MAUT: TOLL COLLECT BLEIBT, STOLPE HANDELT RICHTIG
: Letzte Chancen im Debakel

Wenn es noch eines Beweises bedurfte, dass Toll Collect der Regierung das Blaue vom Himmel versprach, dann ist er jetzt da. Ein ganzes Jahr müssen wir noch auf den Start der Maut warten. Telekom und DaimlerChrysler haben ganz offensichtlich den Aufwand des Mautsystems heruntergespielt. Trotzdem ist es richtig, dass Verkehrsminister Manfred Stolpe den Vertrag nicht kündigt.

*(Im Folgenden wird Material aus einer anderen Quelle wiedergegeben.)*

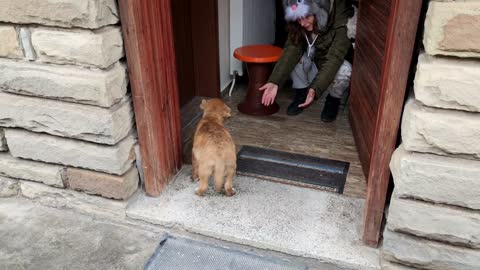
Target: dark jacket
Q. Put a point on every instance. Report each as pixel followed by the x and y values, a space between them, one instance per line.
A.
pixel 331 47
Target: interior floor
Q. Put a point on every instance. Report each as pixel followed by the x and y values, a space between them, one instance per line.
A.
pixel 303 134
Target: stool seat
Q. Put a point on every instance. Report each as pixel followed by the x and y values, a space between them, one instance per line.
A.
pixel 258 53
pixel 258 59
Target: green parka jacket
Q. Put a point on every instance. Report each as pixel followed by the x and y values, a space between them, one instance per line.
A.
pixel 331 48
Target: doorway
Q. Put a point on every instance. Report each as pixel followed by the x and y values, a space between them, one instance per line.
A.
pixel 380 94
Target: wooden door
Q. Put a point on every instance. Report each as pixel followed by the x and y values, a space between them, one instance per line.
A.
pixel 195 31
pixel 182 33
pixel 148 38
pixel 386 31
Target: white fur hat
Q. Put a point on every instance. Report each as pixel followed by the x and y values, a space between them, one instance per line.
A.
pixel 297 9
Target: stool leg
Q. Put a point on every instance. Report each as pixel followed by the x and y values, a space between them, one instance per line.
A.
pixel 252 105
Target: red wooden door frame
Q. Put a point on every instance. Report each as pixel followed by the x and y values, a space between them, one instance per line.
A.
pixel 148 36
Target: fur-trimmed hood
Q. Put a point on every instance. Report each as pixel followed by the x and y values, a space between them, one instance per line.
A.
pixel 297 9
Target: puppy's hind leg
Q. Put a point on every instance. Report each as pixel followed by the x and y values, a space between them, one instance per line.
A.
pixel 229 191
pixel 194 168
pixel 219 175
pixel 204 173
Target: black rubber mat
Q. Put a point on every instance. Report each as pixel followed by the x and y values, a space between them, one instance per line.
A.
pixel 184 254
pixel 293 168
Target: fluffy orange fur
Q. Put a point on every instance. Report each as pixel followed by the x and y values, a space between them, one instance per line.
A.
pixel 213 150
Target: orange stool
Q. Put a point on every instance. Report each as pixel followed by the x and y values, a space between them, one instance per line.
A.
pixel 259 59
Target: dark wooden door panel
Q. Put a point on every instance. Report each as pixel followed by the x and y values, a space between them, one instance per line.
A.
pixel 147 30
pixel 183 49
pixel 386 32
pixel 367 73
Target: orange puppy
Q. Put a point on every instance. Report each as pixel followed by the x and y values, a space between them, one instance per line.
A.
pixel 213 150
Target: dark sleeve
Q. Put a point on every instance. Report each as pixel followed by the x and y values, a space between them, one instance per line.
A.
pixel 330 63
pixel 291 55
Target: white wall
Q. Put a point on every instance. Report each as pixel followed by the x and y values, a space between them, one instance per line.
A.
pixel 224 42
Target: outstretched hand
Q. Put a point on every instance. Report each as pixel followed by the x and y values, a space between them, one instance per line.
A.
pixel 269 94
pixel 309 99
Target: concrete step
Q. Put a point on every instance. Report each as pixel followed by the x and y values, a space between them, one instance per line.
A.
pixel 266 215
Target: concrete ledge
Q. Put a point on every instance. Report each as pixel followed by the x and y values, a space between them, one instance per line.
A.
pixel 8 187
pixel 105 185
pixel 69 199
pixel 436 178
pixel 451 28
pixel 88 123
pixel 423 254
pixel 116 159
pixel 100 48
pixel 450 83
pixel 49 174
pixel 443 132
pixel 64 13
pixel 97 87
pixel 455 226
pixel 10 45
pixel 3 141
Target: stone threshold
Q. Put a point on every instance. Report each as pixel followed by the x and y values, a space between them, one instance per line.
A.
pixel 297 222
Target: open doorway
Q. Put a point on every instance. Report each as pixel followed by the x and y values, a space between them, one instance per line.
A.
pixel 387 29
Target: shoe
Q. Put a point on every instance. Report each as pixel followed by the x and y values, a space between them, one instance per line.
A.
pixel 330 110
pixel 300 96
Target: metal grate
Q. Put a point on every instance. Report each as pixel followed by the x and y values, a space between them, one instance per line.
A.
pixel 293 168
pixel 183 254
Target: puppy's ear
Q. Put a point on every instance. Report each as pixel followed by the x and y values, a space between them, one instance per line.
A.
pixel 227 112
pixel 203 104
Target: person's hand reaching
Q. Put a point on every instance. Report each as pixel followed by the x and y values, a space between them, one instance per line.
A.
pixel 269 94
pixel 309 99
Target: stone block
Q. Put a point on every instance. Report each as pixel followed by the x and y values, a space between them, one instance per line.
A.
pixel 3 141
pixel 106 185
pixel 69 199
pixel 386 265
pixel 116 159
pixel 9 46
pixel 451 83
pixel 452 28
pixel 8 187
pixel 443 132
pixel 424 254
pixel 64 13
pixel 436 222
pixel 74 84
pixel 84 122
pixel 436 178
pixel 17 168
pixel 99 48
pixel 25 37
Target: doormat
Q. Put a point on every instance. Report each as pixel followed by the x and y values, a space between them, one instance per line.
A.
pixel 184 254
pixel 295 169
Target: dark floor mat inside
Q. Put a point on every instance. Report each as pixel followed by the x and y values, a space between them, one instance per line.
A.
pixel 184 254
pixel 293 168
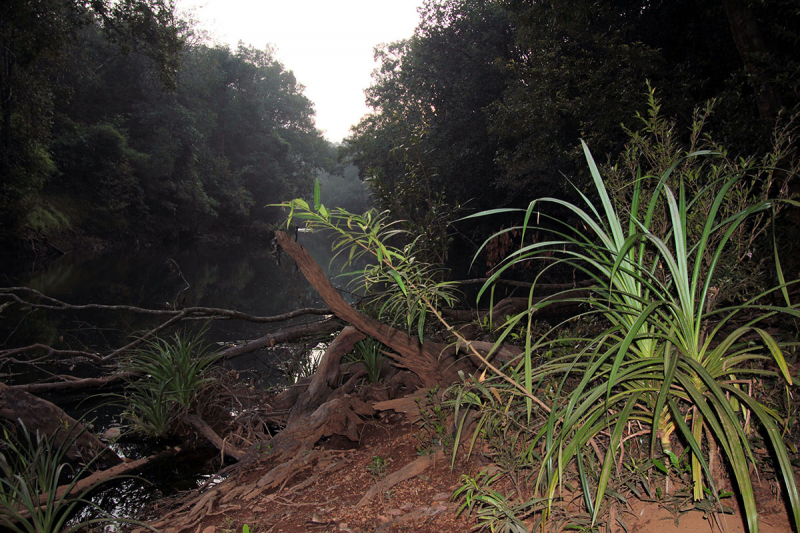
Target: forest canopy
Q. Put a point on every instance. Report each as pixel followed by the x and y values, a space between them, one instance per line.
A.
pixel 487 101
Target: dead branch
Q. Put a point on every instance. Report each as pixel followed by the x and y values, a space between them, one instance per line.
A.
pixel 409 471
pixel 206 431
pixel 210 313
pixel 70 382
pixel 102 476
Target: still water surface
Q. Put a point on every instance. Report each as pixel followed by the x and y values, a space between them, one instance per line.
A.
pixel 245 278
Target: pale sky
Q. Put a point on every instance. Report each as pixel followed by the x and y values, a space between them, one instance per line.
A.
pixel 326 43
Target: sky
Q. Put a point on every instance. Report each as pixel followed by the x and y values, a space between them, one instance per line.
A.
pixel 328 44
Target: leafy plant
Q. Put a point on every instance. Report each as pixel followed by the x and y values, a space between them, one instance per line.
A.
pixel 434 429
pixel 173 371
pixel 494 510
pixel 669 357
pixel 406 287
pixel 368 352
pixel 33 467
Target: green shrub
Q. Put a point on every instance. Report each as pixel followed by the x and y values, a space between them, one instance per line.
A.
pixel 33 467
pixel 670 358
pixel 173 371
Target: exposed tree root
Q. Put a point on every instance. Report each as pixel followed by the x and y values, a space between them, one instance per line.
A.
pixel 412 469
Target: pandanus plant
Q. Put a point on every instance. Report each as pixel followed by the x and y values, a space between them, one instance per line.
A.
pixel 670 359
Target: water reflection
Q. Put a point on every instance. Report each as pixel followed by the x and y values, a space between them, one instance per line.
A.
pixel 245 278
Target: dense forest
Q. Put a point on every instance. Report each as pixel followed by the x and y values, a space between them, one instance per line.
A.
pixel 119 122
pixel 484 105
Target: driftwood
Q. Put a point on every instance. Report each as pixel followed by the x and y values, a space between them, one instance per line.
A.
pixel 426 360
pixel 41 416
pixel 287 334
pixel 205 430
pixel 31 298
pixel 71 383
pixel 123 469
pixel 546 287
pixel 328 373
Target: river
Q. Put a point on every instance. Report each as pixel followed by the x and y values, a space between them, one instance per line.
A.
pixel 245 277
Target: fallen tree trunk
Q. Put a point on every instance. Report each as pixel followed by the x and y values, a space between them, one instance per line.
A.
pixel 426 359
pixel 41 416
pixel 287 334
pixel 328 373
pixel 205 430
pixel 108 474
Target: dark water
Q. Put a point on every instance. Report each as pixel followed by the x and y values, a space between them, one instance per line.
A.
pixel 246 278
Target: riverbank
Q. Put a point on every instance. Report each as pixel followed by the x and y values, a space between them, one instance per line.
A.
pixel 340 486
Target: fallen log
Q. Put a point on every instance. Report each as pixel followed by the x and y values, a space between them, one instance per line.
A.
pixel 109 474
pixel 425 359
pixel 328 373
pixel 514 305
pixel 287 334
pixel 70 382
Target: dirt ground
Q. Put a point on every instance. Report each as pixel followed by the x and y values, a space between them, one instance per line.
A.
pixel 325 491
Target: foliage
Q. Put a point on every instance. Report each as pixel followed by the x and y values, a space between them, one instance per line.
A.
pixel 670 358
pixel 174 372
pixel 487 99
pixel 118 117
pixel 405 286
pixel 33 467
pixel 369 353
pixel 494 510
pixel 435 431
pixel 377 467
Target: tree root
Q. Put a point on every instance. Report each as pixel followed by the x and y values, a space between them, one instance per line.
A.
pixel 409 471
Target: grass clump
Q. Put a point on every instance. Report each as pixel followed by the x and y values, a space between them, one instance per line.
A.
pixel 673 359
pixel 173 372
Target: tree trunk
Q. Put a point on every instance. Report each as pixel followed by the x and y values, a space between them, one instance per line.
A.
pixel 426 359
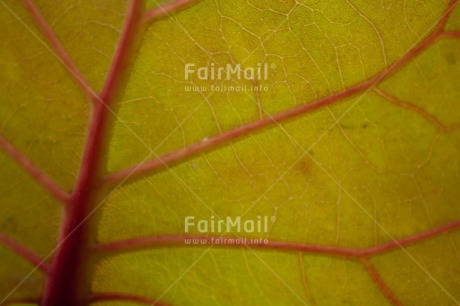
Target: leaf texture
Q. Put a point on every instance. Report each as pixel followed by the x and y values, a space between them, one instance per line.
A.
pixel 352 152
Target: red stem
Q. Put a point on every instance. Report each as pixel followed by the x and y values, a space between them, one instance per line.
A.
pixel 25 253
pixel 435 121
pixel 178 241
pixel 35 172
pixel 381 283
pixel 68 283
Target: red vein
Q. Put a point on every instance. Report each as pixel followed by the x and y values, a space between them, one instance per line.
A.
pixel 429 117
pixel 171 158
pixel 168 9
pixel 178 241
pixel 66 283
pixel 59 50
pixel 412 239
pixel 24 253
pixel 451 34
pixel 104 297
pixel 21 301
pixel 380 282
pixel 33 171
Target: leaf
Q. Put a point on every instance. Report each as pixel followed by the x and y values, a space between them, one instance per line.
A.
pixel 351 154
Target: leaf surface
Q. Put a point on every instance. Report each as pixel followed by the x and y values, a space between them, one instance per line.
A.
pixel 352 152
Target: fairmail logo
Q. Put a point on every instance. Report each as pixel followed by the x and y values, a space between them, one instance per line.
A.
pixel 228 225
pixel 228 72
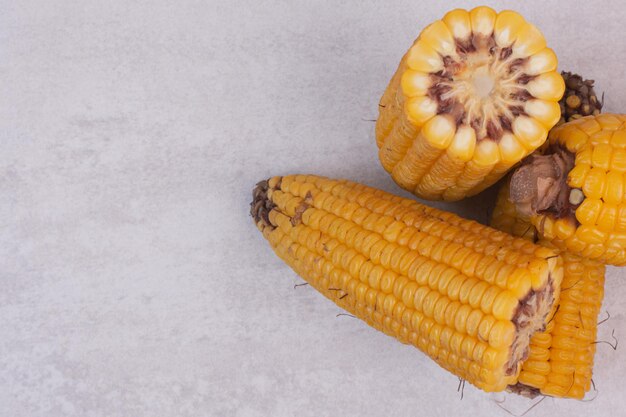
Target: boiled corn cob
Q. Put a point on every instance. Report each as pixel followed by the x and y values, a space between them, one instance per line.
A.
pixel 476 93
pixel 560 361
pixel 575 194
pixel 465 294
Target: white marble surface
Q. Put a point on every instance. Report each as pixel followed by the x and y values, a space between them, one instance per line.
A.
pixel 133 282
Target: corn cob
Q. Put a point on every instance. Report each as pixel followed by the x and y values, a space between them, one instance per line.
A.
pixel 476 93
pixel 467 295
pixel 575 194
pixel 560 361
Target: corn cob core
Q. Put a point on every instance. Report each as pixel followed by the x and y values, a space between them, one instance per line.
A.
pixel 465 294
pixel 476 93
pixel 560 360
pixel 583 201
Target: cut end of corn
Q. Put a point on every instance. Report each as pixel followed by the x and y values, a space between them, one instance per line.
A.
pixel 467 295
pixel 575 193
pixel 480 70
pixel 560 360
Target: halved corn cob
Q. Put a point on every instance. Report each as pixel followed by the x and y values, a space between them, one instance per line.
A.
pixel 476 93
pixel 467 295
pixel 575 194
pixel 560 362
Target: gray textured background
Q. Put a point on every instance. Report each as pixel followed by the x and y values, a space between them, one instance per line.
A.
pixel 133 282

Die Maut verfolgte drei Zwecke. Sie sollte erstens Güterverkehr auf die Schiene verlagern. Sie sollte zweitens den Schwerlastverkehr endlich gerecht an den Kosten des Straßenbaus beteiligen. Drittens sollte die deutsche Industrie ein kluges Mautsystem zum Exportschlager entwickeln. Schließlich will die EU-Kommission ab 2012 europaweit die Maut nur noch satellitengestützt erheben lassen.

Toll Collect hat all diesen Zielen geschadet: Die rot-grüne Verkehrspolitik ist bloßgestellt, denn die Maut war neben der Förderung der Bahn das einzige weithin akzeptierte Projekt. Nun scheitern beide, weil Stolpe aus Geldmangel ausgerechnet bei der Bahn spart. Es ist kaum noch anzunehmen, das Rot-Grün in dieser Legislaturperiode auf diesem Desaster noch irgendetwas Neues errichten kann. Außerdem bringt Toll Collects Schlamperei nun ausgerechnet den Plan der EU-Kommission ins Wanken, auf dem die Renditehoffnungen der Mautkassierer ruhen: Das EU-Parlament will eine Festlegung auf ein bestimmtes System bereits mit Hinweis auf die deutschen Probleme verschieben.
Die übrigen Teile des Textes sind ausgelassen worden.